Die Altstadt von Girne ist 200 x 300 Meter groß. Die von Nikosia hat erheblich mehr zu bieten. Besonders im türkischen Teil. Die restaurierten Gassen im Nordteil sind dagegen komplett auf Nepp getrimmt und mit Touristenramsch vollgestopft, die anderen herz- und lieblos modernisiert. Der Platz der Freiheit, von einer Bastion der sternförmig um die Altstadt geschlossenen venezianischen Stadtmauer aus dem 16. Jahrhundert flankiert, ist Busbahnhof und Großbaustelle: laut, stickig, nach Abgasen stinkend. “Hier pulsiert das Leben” wird es in Touristenprospekten wahrscheinlich genannt werden.
Abseits davon stehen viele Häuser in der Altstadt leer, sind baufällig oder gar nur noch Fassadenruinen, hinter denen der Rest längst eingestürzt ist, Müll lagert, Unkraut wuchert. Zeichen gewissenloser Immobilienspekulation und der Armut, die sich auch an der Existenz diverser schäbiger Möbelverleih-Firmen zeigt.
Das schönste Haus, das wir im griechischen Teil gefunden haben, ist ausgerechnet eine osmanische Notabelnvilla. Erbaut wurde sie 1793 von dem griechischen Dragoman Chatzigeorkakis Kornesios. Chatzi ist die griechische Umschreibung für das arabische Hadschi, und ein Dragoman ist eigentlich ein Dolmetscher oder Übersetzer.
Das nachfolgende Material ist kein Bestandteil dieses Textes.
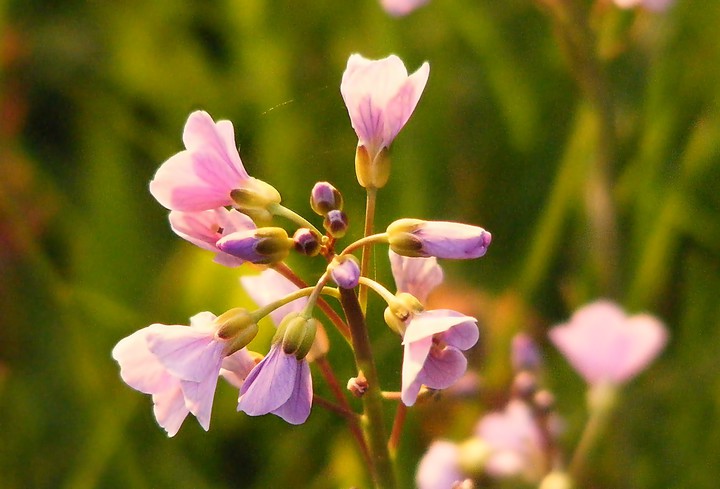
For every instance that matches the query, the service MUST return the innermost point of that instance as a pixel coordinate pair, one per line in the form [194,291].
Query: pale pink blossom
[280,384]
[439,467]
[604,345]
[401,7]
[179,367]
[202,176]
[654,5]
[380,98]
[270,286]
[433,340]
[514,441]
[205,228]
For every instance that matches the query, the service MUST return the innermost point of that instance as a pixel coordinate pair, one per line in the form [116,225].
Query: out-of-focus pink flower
[179,367]
[433,339]
[280,384]
[604,345]
[514,441]
[205,228]
[439,469]
[442,239]
[654,5]
[270,286]
[380,97]
[401,7]
[202,176]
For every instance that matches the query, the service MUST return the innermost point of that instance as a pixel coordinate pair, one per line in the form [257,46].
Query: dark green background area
[93,98]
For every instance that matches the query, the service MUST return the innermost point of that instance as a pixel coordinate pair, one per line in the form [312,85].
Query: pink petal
[270,286]
[443,368]
[297,408]
[169,409]
[439,468]
[416,276]
[270,384]
[429,323]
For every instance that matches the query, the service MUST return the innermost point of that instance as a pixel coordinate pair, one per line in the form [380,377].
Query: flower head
[203,175]
[442,239]
[179,366]
[205,228]
[380,98]
[604,345]
[280,384]
[433,340]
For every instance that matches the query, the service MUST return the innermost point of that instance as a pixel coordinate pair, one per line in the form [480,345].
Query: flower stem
[367,251]
[333,316]
[374,425]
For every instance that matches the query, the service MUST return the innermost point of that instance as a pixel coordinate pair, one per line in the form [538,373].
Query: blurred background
[512,133]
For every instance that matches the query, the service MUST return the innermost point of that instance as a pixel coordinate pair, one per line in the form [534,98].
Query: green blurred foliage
[93,97]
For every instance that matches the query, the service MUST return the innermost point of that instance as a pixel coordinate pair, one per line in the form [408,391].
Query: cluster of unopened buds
[215,204]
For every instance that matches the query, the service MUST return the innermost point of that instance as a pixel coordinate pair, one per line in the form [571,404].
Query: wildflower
[433,340]
[205,228]
[380,97]
[514,440]
[401,7]
[179,367]
[281,383]
[418,238]
[604,345]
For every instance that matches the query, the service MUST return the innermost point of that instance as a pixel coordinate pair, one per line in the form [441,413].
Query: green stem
[367,251]
[374,425]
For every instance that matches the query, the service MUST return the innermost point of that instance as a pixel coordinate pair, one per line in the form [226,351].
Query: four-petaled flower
[179,367]
[433,340]
[604,345]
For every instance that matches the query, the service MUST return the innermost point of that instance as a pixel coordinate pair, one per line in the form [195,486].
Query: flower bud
[307,241]
[298,334]
[442,239]
[325,198]
[237,327]
[473,454]
[336,223]
[261,246]
[345,271]
[255,194]
[372,172]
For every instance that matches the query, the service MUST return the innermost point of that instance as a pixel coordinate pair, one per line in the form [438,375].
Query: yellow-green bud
[237,327]
[255,194]
[372,171]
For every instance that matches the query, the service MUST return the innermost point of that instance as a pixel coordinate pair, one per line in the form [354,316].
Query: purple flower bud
[336,223]
[345,271]
[325,198]
[261,246]
[307,241]
[524,353]
[442,239]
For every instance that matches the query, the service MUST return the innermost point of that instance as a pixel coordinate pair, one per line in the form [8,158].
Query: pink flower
[179,367]
[202,176]
[654,5]
[514,440]
[380,97]
[270,286]
[434,339]
[401,7]
[605,345]
[280,384]
[439,467]
[205,228]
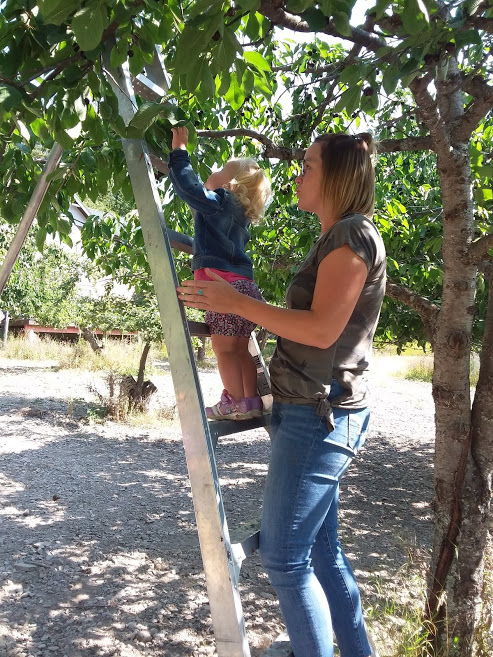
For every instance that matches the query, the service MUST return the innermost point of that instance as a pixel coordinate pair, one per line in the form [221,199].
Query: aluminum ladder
[221,558]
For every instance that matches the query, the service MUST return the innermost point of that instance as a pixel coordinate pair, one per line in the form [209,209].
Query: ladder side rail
[219,567]
[29,215]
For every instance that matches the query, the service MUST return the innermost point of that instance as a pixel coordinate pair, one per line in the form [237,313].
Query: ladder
[221,558]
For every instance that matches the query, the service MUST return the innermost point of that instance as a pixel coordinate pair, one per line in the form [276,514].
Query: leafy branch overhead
[260,78]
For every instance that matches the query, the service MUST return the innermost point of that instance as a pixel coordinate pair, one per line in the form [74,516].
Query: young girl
[230,200]
[319,384]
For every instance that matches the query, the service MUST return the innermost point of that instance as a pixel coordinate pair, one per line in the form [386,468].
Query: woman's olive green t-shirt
[301,374]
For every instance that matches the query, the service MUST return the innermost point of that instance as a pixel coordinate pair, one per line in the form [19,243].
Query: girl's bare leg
[236,365]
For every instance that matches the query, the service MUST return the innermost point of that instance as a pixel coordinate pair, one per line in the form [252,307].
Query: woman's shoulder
[360,233]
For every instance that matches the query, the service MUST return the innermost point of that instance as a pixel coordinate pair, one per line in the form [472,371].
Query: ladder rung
[146,89]
[199,329]
[181,242]
[220,428]
[280,648]
[246,547]
[158,163]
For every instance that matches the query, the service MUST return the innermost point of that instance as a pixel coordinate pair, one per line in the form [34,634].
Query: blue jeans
[299,545]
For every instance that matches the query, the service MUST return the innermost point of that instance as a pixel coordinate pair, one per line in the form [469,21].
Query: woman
[320,414]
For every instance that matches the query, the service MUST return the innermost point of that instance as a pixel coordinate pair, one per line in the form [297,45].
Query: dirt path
[98,549]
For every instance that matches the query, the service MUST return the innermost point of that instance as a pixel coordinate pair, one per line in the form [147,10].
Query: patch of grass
[118,356]
[420,370]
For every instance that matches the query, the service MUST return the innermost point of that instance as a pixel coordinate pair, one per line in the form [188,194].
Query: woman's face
[222,177]
[309,183]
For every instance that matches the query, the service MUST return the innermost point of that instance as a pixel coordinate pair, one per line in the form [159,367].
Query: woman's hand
[180,138]
[217,295]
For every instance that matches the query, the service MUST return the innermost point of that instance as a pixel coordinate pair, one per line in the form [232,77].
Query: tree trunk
[474,624]
[455,434]
[139,392]
[201,349]
[262,338]
[89,336]
[451,385]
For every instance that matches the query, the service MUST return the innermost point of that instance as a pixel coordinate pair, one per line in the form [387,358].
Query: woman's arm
[185,181]
[340,280]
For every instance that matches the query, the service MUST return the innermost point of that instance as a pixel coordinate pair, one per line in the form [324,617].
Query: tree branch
[429,113]
[479,249]
[408,144]
[272,150]
[482,93]
[275,12]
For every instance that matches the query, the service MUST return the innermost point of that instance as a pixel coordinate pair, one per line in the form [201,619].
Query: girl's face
[309,183]
[222,177]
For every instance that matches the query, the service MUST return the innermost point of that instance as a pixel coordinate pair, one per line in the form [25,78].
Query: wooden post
[5,328]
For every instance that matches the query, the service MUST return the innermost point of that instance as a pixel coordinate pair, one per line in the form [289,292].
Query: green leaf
[349,100]
[119,53]
[193,41]
[92,124]
[224,52]
[315,18]
[40,238]
[88,25]
[56,11]
[390,79]
[297,6]
[235,94]
[248,5]
[137,61]
[256,59]
[351,74]
[379,8]
[262,87]
[222,83]
[10,97]
[40,129]
[413,19]
[468,37]
[63,138]
[341,22]
[200,74]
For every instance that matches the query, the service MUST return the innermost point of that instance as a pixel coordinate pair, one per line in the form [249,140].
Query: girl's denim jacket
[221,227]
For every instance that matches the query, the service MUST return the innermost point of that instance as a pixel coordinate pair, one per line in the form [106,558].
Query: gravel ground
[98,548]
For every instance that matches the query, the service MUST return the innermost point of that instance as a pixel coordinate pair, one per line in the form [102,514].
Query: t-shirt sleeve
[358,233]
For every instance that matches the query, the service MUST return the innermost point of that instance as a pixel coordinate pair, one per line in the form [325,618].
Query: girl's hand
[180,138]
[217,295]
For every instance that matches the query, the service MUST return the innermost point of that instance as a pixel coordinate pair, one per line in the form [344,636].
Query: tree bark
[201,349]
[469,596]
[89,336]
[451,384]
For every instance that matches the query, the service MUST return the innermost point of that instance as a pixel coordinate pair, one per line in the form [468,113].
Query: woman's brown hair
[348,176]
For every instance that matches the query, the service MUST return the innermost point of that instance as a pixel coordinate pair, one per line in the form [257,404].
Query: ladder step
[181,242]
[280,648]
[220,428]
[246,548]
[198,329]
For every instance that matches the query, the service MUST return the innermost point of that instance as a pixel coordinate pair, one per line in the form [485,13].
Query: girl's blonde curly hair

Herr Kornesios lebte wahrlich zwischen den griechischen und türkischen Bevölkerungsteilen Nikosias. Er war der Sohn eines wohlhabenden griechischen Textilhändlers und mit einer Nichte des orthodoxen Erzbischofs verheiratet, aber sein Amt als Dragoman bedeutete auf Zypern erheblich mehr als lediglich die schlecht bezahlten Dienste eines Übersetzers. Der zypriotische Dragoman war der vom Sultan bestallte Steuereintreiber bei den Christen auf der Insel, andererseits besaß er ein direktes Vortragsrecht beim Sultan für Anliegen und Beschwerden der Christen.
Dragoman Hadschi Georkakis Kornesios wußte die Möglichkeiten, die eine solche Position eröffnete, anscheinend “kreativ”, wie man heute sagt, zu nutzen. Jedenfalls war sein einen Arkadenhof umschließendes Haus das prachtvollste der Stadt. Im Garten sprudelte ein Springbrunnnen und verbreitete angenehme Kühle in der Sommerhitze. Es gab ein eigenes Badehaus (Hammam), und über den Dienstbotenräumen im Erdgeschoß lag eine repräsentative Empfangshalle, von der aus man durch einen langen Flur mit einer Flucht von Zimmern in den großen Audienzsaal geführt wurde. Große, mit Jalousien versehene Fenster ließen gedämpftes Licht und Luft ein, und man lagerte auf niedrigen Sitz- und Ruhebänken, um in Ruhe zu erörtern, was es zu besprechen gab.
Leider rufen derart einträgliche Ämter und Wohlstand und luxuriöse Lebensweise fast immer Neider auf den Plan, und im März 1809 soll Herr Kornesios einer Intrige zum Opfer gefallen und auf Befehl des Sultans Mahmud II. in Istanbul enthauptet worden sein.